OpenAI, in collaboration with Paradigm, has introduced EVMbench — a benchmark designed to evaluate the ability of AI agents to identify, fix, and exploit vulnerabilities in smart contracts.
The tool is based on 120 selected vulnerabilities from 40 audits, with most examples sourced from open code analysis platforms. It also includes several attack scenarios from the security assessment of the blockchain Tempo, a specialized Layer 1 network developed by Stripe and Paradigm for high-performance and low-cost payments in stablecoins.
The integration with Tempo has allowed the benchmark to include payment smart contracts, a segment where the use of "stable coins" and AI agents is expected to grow.
“Smart contracts protect crypto assets worth over $100 billion. As AI agents improve in reading, writing, and executing code, it becomes increasingly important to measure their capabilities in real economic conditions and to encourage the use of artificial intelligence for protective purposes — for auditing and strengthening already deployed protocols,” the announcement stated.
To create the testing environment, OpenAI adapted existing exploits and scripts, ensuring their practical applicability.
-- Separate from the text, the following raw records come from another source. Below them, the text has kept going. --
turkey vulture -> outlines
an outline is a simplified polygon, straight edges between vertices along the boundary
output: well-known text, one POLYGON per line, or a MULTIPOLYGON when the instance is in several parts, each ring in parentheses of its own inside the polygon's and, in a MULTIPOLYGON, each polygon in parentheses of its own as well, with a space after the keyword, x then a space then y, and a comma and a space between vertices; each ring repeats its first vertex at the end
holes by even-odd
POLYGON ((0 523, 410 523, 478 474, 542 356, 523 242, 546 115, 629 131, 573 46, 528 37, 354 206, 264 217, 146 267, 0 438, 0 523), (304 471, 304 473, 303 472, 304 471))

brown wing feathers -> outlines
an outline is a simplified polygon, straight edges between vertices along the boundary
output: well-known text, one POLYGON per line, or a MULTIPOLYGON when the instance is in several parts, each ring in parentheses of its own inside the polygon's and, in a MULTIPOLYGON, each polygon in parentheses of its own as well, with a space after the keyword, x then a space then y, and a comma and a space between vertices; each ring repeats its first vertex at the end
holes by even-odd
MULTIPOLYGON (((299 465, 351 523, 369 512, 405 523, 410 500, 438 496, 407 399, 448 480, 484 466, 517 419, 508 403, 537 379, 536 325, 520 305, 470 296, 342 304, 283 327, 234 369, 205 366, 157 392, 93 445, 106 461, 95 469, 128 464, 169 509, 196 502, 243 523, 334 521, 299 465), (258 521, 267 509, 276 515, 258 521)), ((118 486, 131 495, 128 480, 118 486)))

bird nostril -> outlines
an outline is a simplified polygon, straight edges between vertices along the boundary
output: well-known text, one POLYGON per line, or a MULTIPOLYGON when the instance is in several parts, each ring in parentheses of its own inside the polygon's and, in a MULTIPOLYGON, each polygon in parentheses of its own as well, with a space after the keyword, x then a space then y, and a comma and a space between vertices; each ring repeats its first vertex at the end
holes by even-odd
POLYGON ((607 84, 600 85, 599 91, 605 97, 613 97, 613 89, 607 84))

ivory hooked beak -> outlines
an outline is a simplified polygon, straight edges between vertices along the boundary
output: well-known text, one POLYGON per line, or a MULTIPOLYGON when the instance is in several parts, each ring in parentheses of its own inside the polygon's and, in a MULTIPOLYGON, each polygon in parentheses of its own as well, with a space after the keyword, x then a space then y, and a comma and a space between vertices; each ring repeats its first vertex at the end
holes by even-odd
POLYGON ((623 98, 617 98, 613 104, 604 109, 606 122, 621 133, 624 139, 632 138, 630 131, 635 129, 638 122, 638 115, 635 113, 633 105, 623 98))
EVMbench evaluates three capability modes:
- Detect — identifying vulnerabilities;
- Patch — fixing issues;
- Exploit — using vulnerabilities to steal funds.
Performance of AI Models
OpenAI tested advanced models across all three modes. In the Exploit category, the GPT-5.3-Codex model achieved 72.2%, while GPT-5 reached 31.9%. However, the detection and patching performance was more modest, as many issues remain difficult to identify and resolve.
In the Detect mode, AI agents sometimes stop after finding a single vulnerability instead of conducting a full audit. In the Patch mode, they currently struggle to close non-obvious issues while maintaining the full functionality of the contract.
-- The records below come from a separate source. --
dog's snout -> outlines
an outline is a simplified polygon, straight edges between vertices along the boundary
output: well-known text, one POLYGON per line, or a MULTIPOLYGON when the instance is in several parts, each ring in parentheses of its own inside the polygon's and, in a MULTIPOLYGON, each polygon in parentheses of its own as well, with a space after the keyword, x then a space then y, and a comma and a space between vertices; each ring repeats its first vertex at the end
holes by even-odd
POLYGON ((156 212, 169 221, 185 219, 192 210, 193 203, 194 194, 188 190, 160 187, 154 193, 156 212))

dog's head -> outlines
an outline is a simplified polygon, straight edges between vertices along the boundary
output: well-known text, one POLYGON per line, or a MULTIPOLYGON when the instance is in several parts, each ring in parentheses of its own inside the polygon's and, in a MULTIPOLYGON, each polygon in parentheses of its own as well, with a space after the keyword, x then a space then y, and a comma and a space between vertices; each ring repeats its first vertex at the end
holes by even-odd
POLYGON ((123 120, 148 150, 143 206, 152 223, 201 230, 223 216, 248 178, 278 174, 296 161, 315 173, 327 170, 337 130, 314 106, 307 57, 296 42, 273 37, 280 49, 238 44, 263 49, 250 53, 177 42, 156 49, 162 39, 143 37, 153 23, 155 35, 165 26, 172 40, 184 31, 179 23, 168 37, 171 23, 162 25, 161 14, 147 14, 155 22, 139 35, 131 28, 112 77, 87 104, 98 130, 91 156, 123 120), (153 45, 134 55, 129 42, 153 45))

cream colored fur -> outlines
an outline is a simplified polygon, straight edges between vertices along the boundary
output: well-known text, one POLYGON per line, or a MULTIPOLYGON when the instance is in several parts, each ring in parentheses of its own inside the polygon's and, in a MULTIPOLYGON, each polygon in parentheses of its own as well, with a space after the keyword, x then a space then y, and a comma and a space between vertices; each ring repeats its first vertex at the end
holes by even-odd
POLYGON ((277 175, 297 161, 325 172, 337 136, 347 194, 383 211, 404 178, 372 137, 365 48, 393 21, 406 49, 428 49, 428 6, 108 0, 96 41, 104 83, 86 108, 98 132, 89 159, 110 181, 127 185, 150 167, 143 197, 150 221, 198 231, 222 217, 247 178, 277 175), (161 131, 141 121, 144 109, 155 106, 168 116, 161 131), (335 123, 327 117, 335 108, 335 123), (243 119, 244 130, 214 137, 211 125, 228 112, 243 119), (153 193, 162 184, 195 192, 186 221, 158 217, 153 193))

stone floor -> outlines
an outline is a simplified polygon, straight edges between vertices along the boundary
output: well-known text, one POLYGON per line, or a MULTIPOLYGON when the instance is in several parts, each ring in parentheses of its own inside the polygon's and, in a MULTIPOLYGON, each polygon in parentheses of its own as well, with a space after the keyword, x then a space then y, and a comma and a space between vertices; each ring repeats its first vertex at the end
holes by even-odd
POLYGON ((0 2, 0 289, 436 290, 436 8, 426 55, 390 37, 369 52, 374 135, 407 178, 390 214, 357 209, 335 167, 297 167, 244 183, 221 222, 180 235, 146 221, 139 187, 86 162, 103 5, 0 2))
“EVMbench does not reflect the full complexity of real smart contract security. While they are realistic and critical, many protocols undergo more rigorous audits and may be more challenging to exploit,” OpenAI emphasized.
It is worth noting that in November 2025, Microsoft introduced a testing environment for AI agents and identified vulnerabilities inherent in modern digital assistants.